Identification of three immune molecular subtypes associated with immune profiles, immune checkpoints, and clinical outcome in multiple myeloma

Guangtao Gao 1, Mengkun Fang 1, Peipei Xu 1,, Bing Chen 1,
PMCID: PMC8525096  PMID: 34418312

Abstract

Purpose

To identify the immune molecular subtype for MM to help achieve individualized and precise targeted therapy.

Methods

The GDC API was used to download the TCGA‐MM profile dataset, which contains 859 samples in total, all of which were anterior to the standard treatment after diagnosis. Moreover, 282, 298, and 258 samples were stage I, stage II, and stage III separately. We used the immune gene expression profile for consistent clustering; and used the R software package ConsensusClusterPlus to sort the immune molecular subtypes. Correlation between subtypes and clinical features, immunity, and prognosis was then analyzed.

Results

A total of 859 tumor samples were separated into these three subtypes, which were not meaningfully related to age or sex but showed a remarkable association with stage. The results suggested that obvious differences in immune metagene expression and expression of 10 immune checkpoint genes appeared among the three subtypes.

Conclusion

The three subtypes are distinctly different in terms of immune metagenes, immune checkpoint molecules, and clinical prognosis. The discovery of the immune microenvironment of MM could further reveal the strategy for immunotherapy in MM and provide a promising candidate prognostic tool for survival.

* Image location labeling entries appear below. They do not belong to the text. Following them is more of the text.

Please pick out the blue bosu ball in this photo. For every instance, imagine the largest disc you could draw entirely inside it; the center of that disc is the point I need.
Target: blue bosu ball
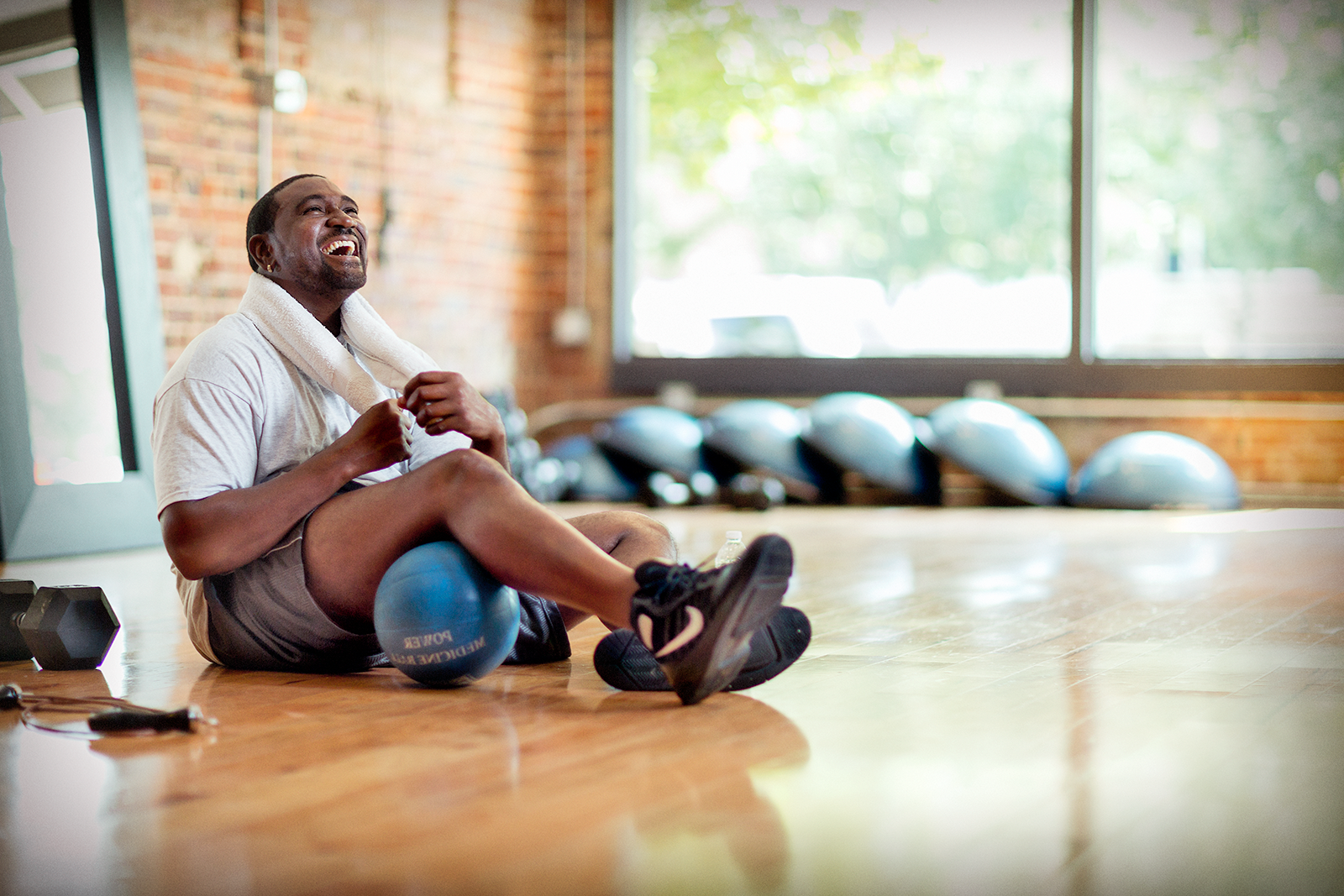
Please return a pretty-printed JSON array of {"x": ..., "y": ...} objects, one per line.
[
  {"x": 660, "y": 438},
  {"x": 1005, "y": 445},
  {"x": 870, "y": 436},
  {"x": 1153, "y": 469},
  {"x": 759, "y": 434},
  {"x": 443, "y": 618}
]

Keywords: immune checkpoint, immune metagenes, immune molecular subtypes, multiple myeloma, survival prognosis


Multiple myeloma (MM), being the second most common hematological malignancy, remains incurable for a large part of patients, hence precision medicine and individualized treatment are urgently required to improve the clinical conditions. Faced with the complexityof treatment options for multiple myeloma, histopathological standards cannot provide plenary information. The immunomolecular standards could improve clinical outcomes with current treatments and speed up the therapeutic development through more accurate patient classification. The Cancer Genome Atlas (TCGA) cohort was utilized to investigate the immune function of the tumor microenvironment and its clinical correlation with multiple myeloma. The immune‐related research and clinical features showed that the three subtypes were all significantly associated with clinical stage. In contrast with other subtypes, C2 subtype had the worst survival prognosis. These findings of immunological microenvironment in tumors have the potential to ameliorate the management of patients with MM in several ways.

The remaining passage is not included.